Time for action – reduce-side join using MultipleInputs
7. Examine the result file.
$ hadoop fs -cat /user/garry/outputs/part-r-00000 John Allen 3 124.929998
Abigail Smith 3 127.929996 April Stevens 1 499.989990 Nasser Hafez 1 13.420000
What just happened?
Firstly, we created the datafiles to be used in this example. We created two small data sets as this makes it easier to track the result output. The first data set we defined was the account details with four columns, as follows:
The account ID The client name
The type of account
The date the account was opened
We then created a sales record with three columns:
The account ID of the purchaser The value of the sale
The date of the sale
Naturally, real account and sales records would have many more fields than the ones mentioned here. After creating the files, we placed them onto HDFS.
We then created the ReduceJoin.java file, which looks very much like the previous
MapReduce jobs we have used. There are a few aspects to this job that make it special and allow us to implement a join.

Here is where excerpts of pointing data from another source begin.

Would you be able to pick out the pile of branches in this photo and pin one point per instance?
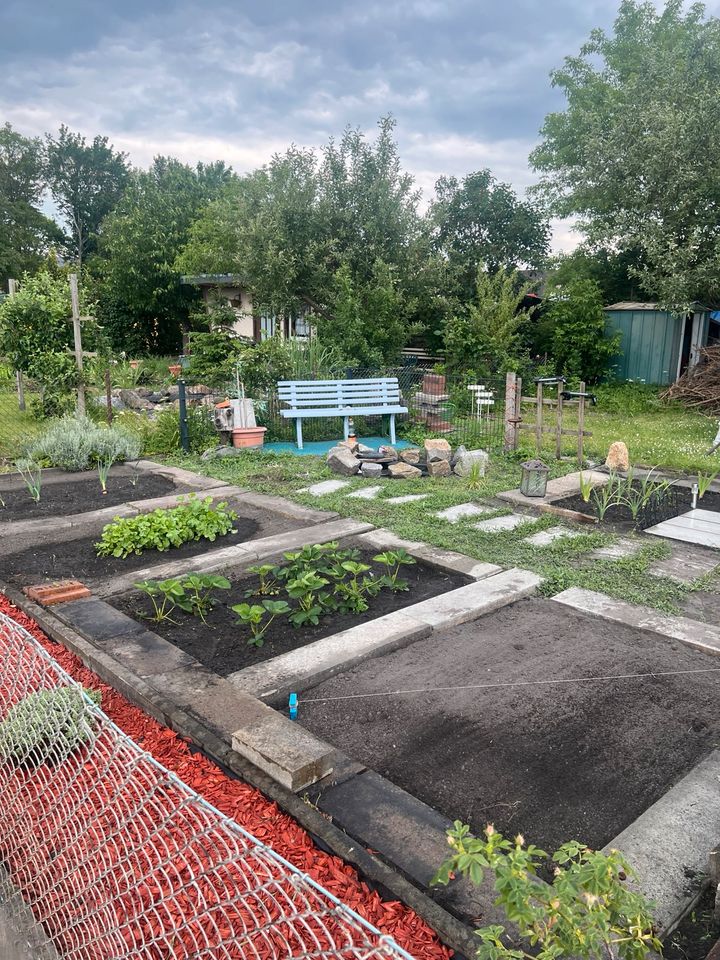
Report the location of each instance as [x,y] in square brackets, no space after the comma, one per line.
[699,386]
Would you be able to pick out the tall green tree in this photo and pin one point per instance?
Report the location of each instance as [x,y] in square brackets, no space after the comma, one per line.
[634,154]
[479,222]
[25,232]
[86,181]
[141,302]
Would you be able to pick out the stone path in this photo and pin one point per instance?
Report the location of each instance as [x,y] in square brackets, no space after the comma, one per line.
[545,537]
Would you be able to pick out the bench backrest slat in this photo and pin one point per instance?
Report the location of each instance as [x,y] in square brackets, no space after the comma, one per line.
[380,391]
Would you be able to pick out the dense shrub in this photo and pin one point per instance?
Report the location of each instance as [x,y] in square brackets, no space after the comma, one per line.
[47,726]
[76,443]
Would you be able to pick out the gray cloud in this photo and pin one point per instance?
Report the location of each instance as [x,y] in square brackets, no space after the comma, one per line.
[467,80]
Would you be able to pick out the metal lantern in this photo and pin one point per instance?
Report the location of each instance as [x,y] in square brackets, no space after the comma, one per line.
[534,478]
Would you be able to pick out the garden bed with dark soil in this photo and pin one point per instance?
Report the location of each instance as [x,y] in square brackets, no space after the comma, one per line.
[619,517]
[221,644]
[77,559]
[553,760]
[80,494]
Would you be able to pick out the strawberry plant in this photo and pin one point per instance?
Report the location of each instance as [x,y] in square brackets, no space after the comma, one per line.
[192,519]
[587,912]
[259,616]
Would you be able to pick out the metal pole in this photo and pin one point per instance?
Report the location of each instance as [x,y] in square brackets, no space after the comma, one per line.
[12,290]
[77,335]
[182,413]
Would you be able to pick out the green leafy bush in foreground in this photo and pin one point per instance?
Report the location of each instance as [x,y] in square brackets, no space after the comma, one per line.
[587,912]
[47,726]
[76,443]
[192,519]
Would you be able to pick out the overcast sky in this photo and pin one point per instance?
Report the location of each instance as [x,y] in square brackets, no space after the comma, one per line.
[467,80]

Firstly, the class has two defined mappers. As we have seen before, jobs can have multiple mappers executed in a chain; but in this case, we wish to apply different mappers to each of the input locations. Accordingly, we have the sales and account data defined into the SalesRecordMapper and AccountRecordMapper classes. We used the MultipleInputs
class from the org.apache.hadoop.mapreduce.lib.io package as follows:
MultipleInputs.addInputPath(job, new Path(args[0]), TextInputFormat.class, SalesRecordMapper.class) ; MultipleInputs.addInputPath(job, new Path(args[1]), TextInputFormat.class, AccountRecordMapper.class) ;
As you can see, unlike in previous examples where we add a single input location, the MultipleInputs class allows us to add multiple sources and associate each with a distinct input format and mapper.
The mappers are pretty straightforward; the SalesRecordMapper class emits an output of
the form <account number>, <sales value> while the AccountRecordMapper class
emits an output of the form <account number>, <client name>. We therefore have
the order value and client name for each sale being passed into the reducer where the actual join will happen.

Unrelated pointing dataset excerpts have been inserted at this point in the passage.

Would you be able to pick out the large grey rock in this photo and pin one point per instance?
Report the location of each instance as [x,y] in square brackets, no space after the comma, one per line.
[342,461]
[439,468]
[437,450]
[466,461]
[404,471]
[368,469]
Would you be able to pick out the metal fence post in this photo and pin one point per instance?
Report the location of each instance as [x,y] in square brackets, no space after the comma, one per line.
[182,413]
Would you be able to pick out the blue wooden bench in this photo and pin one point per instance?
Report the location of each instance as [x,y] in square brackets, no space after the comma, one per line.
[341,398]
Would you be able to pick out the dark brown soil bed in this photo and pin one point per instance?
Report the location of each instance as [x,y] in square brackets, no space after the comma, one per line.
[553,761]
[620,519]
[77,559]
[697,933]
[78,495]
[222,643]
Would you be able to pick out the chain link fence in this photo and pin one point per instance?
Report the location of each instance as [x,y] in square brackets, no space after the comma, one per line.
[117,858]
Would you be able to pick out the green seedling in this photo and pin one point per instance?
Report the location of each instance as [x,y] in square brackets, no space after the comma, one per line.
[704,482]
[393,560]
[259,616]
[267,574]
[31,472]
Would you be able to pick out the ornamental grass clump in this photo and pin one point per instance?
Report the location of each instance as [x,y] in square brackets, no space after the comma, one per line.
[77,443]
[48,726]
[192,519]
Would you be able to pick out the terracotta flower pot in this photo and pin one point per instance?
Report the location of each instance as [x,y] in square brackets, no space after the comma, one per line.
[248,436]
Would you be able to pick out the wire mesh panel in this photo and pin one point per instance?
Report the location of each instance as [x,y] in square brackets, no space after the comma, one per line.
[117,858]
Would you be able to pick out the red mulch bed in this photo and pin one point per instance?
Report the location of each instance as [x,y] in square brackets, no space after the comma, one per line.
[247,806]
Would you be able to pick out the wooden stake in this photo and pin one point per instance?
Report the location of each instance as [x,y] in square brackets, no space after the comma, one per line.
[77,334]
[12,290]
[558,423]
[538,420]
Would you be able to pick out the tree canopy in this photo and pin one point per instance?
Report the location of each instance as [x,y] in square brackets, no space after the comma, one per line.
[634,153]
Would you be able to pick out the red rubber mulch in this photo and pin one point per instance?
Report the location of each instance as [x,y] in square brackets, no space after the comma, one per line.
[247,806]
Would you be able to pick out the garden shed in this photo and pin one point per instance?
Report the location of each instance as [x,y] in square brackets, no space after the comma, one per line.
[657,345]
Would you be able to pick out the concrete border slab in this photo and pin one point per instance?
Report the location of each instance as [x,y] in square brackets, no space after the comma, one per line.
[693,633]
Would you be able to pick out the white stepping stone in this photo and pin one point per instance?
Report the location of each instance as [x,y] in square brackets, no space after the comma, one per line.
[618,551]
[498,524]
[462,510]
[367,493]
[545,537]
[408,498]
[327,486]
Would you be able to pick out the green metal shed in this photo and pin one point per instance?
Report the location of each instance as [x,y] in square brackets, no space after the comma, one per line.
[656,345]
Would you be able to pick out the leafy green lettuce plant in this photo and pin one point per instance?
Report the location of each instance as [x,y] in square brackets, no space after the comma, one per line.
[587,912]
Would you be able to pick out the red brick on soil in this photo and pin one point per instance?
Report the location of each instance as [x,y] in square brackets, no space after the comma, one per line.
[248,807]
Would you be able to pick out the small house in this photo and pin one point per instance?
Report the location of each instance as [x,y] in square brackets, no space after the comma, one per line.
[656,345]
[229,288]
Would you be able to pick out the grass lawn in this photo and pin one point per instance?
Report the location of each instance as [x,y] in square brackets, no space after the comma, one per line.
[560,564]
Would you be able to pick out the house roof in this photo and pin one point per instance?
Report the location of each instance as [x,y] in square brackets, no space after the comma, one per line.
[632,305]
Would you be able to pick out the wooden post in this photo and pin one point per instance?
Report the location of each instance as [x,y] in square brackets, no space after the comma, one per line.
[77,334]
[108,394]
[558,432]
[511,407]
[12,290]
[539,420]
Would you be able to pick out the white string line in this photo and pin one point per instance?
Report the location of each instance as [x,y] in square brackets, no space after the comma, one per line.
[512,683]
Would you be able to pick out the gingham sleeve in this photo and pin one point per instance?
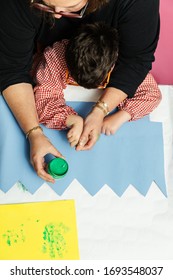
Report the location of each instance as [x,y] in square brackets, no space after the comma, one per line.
[50,79]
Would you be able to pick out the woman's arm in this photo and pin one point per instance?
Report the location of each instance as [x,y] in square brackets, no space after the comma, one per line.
[93,122]
[20,99]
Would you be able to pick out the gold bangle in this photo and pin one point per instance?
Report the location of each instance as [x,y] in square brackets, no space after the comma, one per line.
[101,108]
[32,129]
[105,106]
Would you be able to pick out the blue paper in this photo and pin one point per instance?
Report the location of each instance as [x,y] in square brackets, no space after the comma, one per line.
[134,155]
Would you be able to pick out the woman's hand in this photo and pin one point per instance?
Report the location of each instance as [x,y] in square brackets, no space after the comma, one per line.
[91,130]
[40,145]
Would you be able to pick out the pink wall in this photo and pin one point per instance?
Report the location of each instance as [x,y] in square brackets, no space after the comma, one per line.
[163,65]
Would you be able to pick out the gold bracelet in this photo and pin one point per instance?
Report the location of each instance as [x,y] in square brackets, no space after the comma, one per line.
[32,129]
[103,106]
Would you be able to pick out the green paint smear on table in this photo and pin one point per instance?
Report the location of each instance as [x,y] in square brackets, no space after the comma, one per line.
[54,240]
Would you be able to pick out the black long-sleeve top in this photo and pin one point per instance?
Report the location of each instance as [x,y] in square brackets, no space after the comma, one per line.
[21,28]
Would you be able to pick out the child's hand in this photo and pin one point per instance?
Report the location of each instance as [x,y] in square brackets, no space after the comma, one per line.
[76,127]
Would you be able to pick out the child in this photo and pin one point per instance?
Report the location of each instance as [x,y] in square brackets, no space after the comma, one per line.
[86,60]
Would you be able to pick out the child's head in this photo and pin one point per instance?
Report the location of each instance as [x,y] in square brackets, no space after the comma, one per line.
[91,54]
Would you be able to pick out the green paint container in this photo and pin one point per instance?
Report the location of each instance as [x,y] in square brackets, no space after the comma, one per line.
[57,168]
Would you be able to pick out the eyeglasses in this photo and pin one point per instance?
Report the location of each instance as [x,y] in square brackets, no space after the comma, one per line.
[103,85]
[51,10]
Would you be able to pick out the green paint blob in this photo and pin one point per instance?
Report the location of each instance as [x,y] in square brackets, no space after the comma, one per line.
[54,240]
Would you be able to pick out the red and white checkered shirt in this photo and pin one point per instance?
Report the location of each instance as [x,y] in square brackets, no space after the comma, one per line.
[50,83]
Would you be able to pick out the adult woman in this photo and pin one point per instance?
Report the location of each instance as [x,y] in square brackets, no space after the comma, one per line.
[22,25]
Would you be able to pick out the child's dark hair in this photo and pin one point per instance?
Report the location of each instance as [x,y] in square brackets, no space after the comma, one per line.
[91,53]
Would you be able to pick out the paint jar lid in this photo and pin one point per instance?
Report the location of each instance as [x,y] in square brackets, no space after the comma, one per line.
[57,168]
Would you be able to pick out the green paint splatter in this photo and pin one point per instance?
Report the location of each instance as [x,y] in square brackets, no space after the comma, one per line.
[21,186]
[13,237]
[54,240]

Notice that both mappers actually emit more than the required values. The SalesRecordMapper class prefixes its value output with sales while
the AccountRecordMapper class uses the tag account.
If we look at the reducer, we can see why this is so. The reducer retrieves each record for a given key, but without these explicit tags we would not know if a given value came from the sales or account mapper and hence would not understand how to treat the data value.
The ReduceJoinReducer class therefore treats the values in the Iterator
object differently, depending on which mapper they came from. Values from the AccountRecordMapper class—and there should be only one—are used to populate the client name in the final output. For each sales record—likely to be multiple, as most clients buy more than a single item—the total number of orders is counted as is the overall combined value. The output from the reducer is therefore a key of the account holder name and a value string containing the number of orders and the total order value.
We compile and execute the class; notice how we provide three arguments representing the two input directories as well as the single output source. Because of how the
MultipleInputs class is configured, we must also ensure we specify the directories in the right order; there is no dynamic mechanism to determine which type of file is in which location.
After execution, we examine the output file and confirm that it does indeed contain the overall totals for named clients as expected.
DataJoinMapper and TaggedMapperOutput
There is a way of implementing a reduce-side join in a more sophisticated and object- oriented fashion. Within the org.apache.hadoop.contrib.join package are classes
such as DataJoinMapperBase and TaggedMapOutput that provide an encapsulated
means of deriving the tags for map output and having them processed at the reducer. This mechanism means you don't have to define explicit tag strings as we did previously and then carefully parse out the data received at the reducer to determine from which mapper the data came; there are methods in the provided classes that encapsulate this functionality. This capability is particularly valuable when using numeric or other non-textual data. For creating our own explicit tags as in the previous example, we would have to convert types such as integers into strings to allow us to add the required prefix tag. This will be more inefficient than using the numeric types in their normal form and relying on the additional classes to implement the tag.
The framework allows for quite sophisticated tag generation as well as concepts such as tag grouping that we didn't implement previously. There is additional work required to use this mechanism that includes overriding additional methods and using a different map base class. For straightforward joins such as in the previous example, this framework may be overkill, but if you find yourself implementing very complex tagging logic, it may be worth a look.